In conventional rational drug discovery, the target is the protein native structure. Druggable pockets in this state can be identified by analyzing the three-dimensional structure which is available by X-ray crystallography or NMR. Hence, in the hit-to-lead phase it is possible to rely on extremely accurate structural and chemical information.

Conversely, in the PPI-FIT approach, the target is a protein folding intermediate, i.e. a transient meta-stable state. As such, its structure cannot be determined experimentally and the drug development phase must rely entirely on the structural information provided by the protein folding simulations. In principle, since the folding intermediate state can be stabilized by the interaction with the drug candidate, one may hope that X-ray experiments could still provide reliable structures of the protein-drug complex. Unfortunately, in practice, these experiments are extremely challenging, because when proteins are stuck in folding intermediates they develop a large propensity to aggregate and precipitate. As a result, it is very difficult to grow an ordered crystal of targets with the desired properties that are required to perform X-ray experiments.

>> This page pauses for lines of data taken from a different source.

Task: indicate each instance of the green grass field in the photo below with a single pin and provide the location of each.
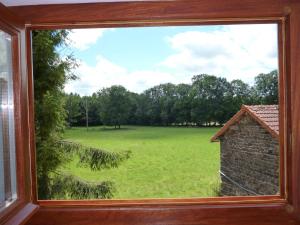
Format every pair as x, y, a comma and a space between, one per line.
166, 162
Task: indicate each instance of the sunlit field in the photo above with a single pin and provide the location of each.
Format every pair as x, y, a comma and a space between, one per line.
165, 162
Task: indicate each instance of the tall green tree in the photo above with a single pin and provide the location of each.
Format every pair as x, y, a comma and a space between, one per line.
266, 87
210, 95
115, 105
51, 72
72, 106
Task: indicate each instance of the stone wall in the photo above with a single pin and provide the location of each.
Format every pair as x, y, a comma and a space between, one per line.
249, 160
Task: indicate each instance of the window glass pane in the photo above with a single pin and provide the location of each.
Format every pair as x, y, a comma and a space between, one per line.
157, 112
7, 135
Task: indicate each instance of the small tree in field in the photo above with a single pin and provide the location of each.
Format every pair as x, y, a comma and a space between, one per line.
115, 105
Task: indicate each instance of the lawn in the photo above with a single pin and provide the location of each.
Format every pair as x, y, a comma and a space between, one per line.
166, 162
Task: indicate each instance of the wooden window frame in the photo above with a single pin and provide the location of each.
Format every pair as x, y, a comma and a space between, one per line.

A number of recent studies have highlighted striking advantages of performing protein crystallization in microgravity conditions. This is mostly due to the absence of convective motion, which on Earth can interfere with the formation of ordered crystals. This observation led us to conceive and design the ZePrion experiment, which will be conducted in the International Space Station (ISS), in 2022 (see fig. 4). In this experiment, the free-fall conditions that are realized in orbit will be exploited to attempt the crystallization of the PrPc protein, in complex with SM875, the small molecule discovered using the PPI-FIT approach. The protein will be first melted and then let refold in the presence of the small molecule, which should then stop the folding process by binding to its folding intermediate. The experimental apparatus consists in a miniaturized molecular biology laboratory that can be operated from Earth and was developed by the Israeli company Space Pharma. This apparatus will be carried to the ISS during the RAKIA Space Mission, using a SpaceX reusable vector. After the experiment, the samples will be taken back to Earth and structurally characterized. If this analysis confirms the formation of a good crystal, the sample will be sent to a synchrotron laboratory to be analyzed with X-rays. Should this ambitious experiment be successful, it will open an entirely new avenue for space-based pharmacological research.

6 Conclusions

This 15 year long research journey has provided some very tangible examples of how blue-sky research can actually breed innovation. Indeed, without the efforts that led our fellow theoretical physicists to develop sophisticated mathematical methods to understand the jiggling of quarks in a proton, none of the algorithms we used to study the jiggling of a protein in water could be conceived.

In addition, this and other projects carried out by other groups are demonstrating that physics-based modeling of macromolecular dynamics has finally reached a mature and productive phase. We foresee that in the following years molecular models and simulations will play an increasingly important role in the race towards a fully predictive, quantitative and multidisciplinary Life Science.